To sum up, the aridity of alpine swamp wetland has different impacts on soil nutrients, soil microbial community structure and diversity, which resulting in the obvious decrease of soil total organic carbon, total nitrogen and total phosphorus. In the soil bacterial, the Gracilibecteria phyla involved in carbon and nitrogen metabolism, the Ignavibacteriae family promotes nutrient release, the Elusimicrobia phyla is closely related to nitrogen fixing bacteria are relatively abundant, and the relative abundance of Gemmatimonadetes significantly increased which is not conducive to nitrogen fixation and obtains strong denitrification function. The relative abundance of Mortierellomycota significantly increased in soil fungal community, which was beneficial for dissolving the phosphorus that is hard to be absorbed in soil. The alpine swamp wetland developed into alpine meadow caused by drought, and the diversity of bacteria and fungi decreased, which indicating that the drought of alpine swamp wetland was not conducive to the stability of soil ecosystem, and would affect the vital ecological role of alpine swamp wetland in the process of geochemical cycle and climate regulation.
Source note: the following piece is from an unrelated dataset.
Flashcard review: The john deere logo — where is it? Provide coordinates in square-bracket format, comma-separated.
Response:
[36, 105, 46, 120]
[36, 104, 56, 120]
The results in our previous research showed that the process of alpine swamp wetland degradation to alpine meadow would lead to obvious decline in plant community productivity and ecosystem carbon sink function [9]. Although this process is not beneficial to the suppression of climate change, an obvious transformation of swamp wetland ecosystem function from ecological function to production function can be realized, which is conducive to the development of local animal husbandry.

CONCLUTIONS

For last several decades, the alpine swamp wetland has been degraded and shrunk due to land use and climate changes, it is necessary to protect these alpine swamp wetlands and utilize the degraded alpine wetland properly. It is suggested that surface soil moisture, fertilizers, such as nitrogen, phosphorus, organic matters and other nutrients, should be supplemented to maintain the ecological balance of the degraded alpine swamp wetlands and to improve their productivity. At the meanwhile, there are more species of bacteria and fungi in alpine wetland that have not been identified at the family, genus and species level. It is necessary that high-throughput sequencing and gene chip technology should be adopted to analyze the differences of soil microbial functional genes in alpine wetland and to provide scientific suggestions for the protection of alpine wetland and the governance of degraded wetland as well.